Food Fact: Slice of heaven?
Is pizza healthy any way you slice it? No, but you can make it so... To make healthy pizza, you've got to attack the fat. Instead of full-fat mozzarella, sausage and pepperoni, increase the variety and quantity of vegetables and use a small amount of flavorful cheese, such as feta or Parmesan. Given the amount of pizza Americans eat, any choice to cut calories helps; collectively, we eat about 100 acres of pizza each day, which works out to 46 slices of pizza for every man, woman and child over the course of a year.
Fitness Tip of the day: Make it a "cardio commute."

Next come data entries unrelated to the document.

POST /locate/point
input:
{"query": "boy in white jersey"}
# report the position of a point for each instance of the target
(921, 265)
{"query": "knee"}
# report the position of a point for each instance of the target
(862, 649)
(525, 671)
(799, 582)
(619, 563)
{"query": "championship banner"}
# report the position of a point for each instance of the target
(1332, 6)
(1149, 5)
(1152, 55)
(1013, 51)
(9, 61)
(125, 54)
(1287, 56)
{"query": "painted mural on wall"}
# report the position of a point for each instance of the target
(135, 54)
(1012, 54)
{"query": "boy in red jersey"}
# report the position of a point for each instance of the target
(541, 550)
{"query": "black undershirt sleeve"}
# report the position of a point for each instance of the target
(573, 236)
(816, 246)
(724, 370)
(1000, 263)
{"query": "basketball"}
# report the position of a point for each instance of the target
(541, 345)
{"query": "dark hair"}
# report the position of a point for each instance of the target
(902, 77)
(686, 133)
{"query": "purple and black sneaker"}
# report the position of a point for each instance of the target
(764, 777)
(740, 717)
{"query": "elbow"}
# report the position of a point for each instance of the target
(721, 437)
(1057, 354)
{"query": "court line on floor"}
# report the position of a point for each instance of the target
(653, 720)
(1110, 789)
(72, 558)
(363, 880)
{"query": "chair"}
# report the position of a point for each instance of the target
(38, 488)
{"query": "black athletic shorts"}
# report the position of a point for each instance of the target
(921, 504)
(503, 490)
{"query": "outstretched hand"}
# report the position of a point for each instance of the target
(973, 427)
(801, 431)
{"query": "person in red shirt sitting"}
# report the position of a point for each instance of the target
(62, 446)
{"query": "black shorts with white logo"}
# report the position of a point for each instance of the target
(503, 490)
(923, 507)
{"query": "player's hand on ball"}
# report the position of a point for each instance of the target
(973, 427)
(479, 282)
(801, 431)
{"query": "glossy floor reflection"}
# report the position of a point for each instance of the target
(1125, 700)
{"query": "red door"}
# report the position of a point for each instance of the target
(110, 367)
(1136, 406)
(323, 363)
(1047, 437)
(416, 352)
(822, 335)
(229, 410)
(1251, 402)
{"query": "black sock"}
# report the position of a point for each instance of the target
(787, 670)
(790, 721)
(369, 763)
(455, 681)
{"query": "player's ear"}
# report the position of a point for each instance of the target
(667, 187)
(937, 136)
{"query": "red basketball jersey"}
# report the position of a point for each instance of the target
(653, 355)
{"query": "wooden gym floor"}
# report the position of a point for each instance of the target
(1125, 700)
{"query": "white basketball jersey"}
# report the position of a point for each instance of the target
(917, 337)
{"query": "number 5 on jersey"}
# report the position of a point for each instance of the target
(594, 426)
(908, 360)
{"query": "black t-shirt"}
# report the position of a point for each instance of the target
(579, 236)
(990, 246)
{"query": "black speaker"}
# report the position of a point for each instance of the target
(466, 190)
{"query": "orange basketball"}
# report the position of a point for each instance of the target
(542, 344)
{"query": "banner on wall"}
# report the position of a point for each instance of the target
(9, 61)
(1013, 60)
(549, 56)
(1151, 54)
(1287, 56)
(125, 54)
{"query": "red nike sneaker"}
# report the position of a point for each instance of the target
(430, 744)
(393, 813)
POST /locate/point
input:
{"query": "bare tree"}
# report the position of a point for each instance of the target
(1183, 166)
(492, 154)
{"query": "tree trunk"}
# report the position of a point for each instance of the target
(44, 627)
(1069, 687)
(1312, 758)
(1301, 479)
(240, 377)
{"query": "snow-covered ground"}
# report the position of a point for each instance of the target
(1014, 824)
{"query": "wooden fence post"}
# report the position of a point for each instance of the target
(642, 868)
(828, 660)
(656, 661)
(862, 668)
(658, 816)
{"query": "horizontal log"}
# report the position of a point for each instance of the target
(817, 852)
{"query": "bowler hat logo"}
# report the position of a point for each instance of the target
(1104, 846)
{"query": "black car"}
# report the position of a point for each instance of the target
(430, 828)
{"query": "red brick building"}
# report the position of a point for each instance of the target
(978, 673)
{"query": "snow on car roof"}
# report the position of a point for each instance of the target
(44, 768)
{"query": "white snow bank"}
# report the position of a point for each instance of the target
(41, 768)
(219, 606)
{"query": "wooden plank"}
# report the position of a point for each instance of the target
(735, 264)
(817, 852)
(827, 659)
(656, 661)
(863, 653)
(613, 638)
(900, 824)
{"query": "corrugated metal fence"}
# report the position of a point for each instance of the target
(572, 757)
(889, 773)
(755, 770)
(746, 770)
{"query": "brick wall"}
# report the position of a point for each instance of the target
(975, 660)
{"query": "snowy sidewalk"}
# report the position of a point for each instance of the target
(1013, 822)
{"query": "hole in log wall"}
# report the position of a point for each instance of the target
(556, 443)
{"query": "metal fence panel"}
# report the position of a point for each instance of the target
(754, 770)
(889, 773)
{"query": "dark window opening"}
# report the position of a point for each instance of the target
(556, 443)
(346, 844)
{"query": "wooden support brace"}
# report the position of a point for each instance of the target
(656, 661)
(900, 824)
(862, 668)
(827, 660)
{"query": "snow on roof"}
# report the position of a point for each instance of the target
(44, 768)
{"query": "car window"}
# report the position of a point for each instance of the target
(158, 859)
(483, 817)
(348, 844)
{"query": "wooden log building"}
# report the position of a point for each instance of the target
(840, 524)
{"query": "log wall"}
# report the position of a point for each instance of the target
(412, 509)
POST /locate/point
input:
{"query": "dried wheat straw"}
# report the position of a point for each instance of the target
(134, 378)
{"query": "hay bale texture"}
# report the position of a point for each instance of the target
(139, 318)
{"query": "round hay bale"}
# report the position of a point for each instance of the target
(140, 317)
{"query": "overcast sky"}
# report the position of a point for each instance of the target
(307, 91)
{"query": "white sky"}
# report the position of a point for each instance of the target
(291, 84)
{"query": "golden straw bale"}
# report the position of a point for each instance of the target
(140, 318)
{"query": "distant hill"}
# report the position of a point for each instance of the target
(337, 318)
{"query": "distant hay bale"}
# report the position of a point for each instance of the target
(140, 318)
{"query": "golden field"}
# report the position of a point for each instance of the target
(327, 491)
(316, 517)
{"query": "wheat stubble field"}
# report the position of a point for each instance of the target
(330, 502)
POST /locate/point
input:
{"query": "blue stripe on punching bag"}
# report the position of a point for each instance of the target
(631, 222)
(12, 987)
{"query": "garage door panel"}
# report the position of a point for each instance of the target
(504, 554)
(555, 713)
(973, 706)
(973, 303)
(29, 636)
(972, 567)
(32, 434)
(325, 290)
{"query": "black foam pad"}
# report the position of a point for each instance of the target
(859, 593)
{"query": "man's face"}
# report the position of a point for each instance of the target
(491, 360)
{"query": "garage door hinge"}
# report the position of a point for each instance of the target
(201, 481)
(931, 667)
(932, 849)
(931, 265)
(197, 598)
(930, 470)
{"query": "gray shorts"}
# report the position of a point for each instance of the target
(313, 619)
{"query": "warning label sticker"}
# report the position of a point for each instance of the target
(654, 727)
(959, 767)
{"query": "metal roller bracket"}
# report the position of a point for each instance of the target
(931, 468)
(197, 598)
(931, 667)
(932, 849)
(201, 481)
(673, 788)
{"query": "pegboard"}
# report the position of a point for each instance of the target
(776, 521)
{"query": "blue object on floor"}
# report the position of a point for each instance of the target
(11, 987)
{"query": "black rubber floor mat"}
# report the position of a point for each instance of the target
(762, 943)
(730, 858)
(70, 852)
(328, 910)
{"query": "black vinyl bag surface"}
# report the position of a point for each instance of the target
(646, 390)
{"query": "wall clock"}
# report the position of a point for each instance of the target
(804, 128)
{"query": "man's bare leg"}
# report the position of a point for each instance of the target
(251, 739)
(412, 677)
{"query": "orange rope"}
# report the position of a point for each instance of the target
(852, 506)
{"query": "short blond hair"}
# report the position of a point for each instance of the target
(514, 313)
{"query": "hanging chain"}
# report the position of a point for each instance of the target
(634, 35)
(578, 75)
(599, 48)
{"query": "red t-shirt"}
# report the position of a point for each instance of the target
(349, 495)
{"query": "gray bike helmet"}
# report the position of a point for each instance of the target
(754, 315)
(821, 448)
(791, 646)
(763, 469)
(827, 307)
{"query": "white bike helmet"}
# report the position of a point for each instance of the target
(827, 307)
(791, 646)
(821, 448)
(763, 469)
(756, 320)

We've got an easy tip for giving yourself an energy boost in the morning. Walk or ride your bike to the train station or bus stop. Or, try hopping off the bus a few blocks from your normal stop and walk the rest of the way. You'll arrive awake, alert and ready for work.
FAQ of the day: Can soy save me from prostate cancer?
Soy's isoflavones exhibit several cancer-protective effects, but one relates directly to reducing prostate cancer risk. Isoflavones inhibit an enzyme that converts testosterone into an active form (dehydrosterone) associated with prostate cancer risk. Dehydrotestosterone, made primarily in the prostate, regulates the prostate cell's growth. Soy isoflavones have little effect on testosterone itself.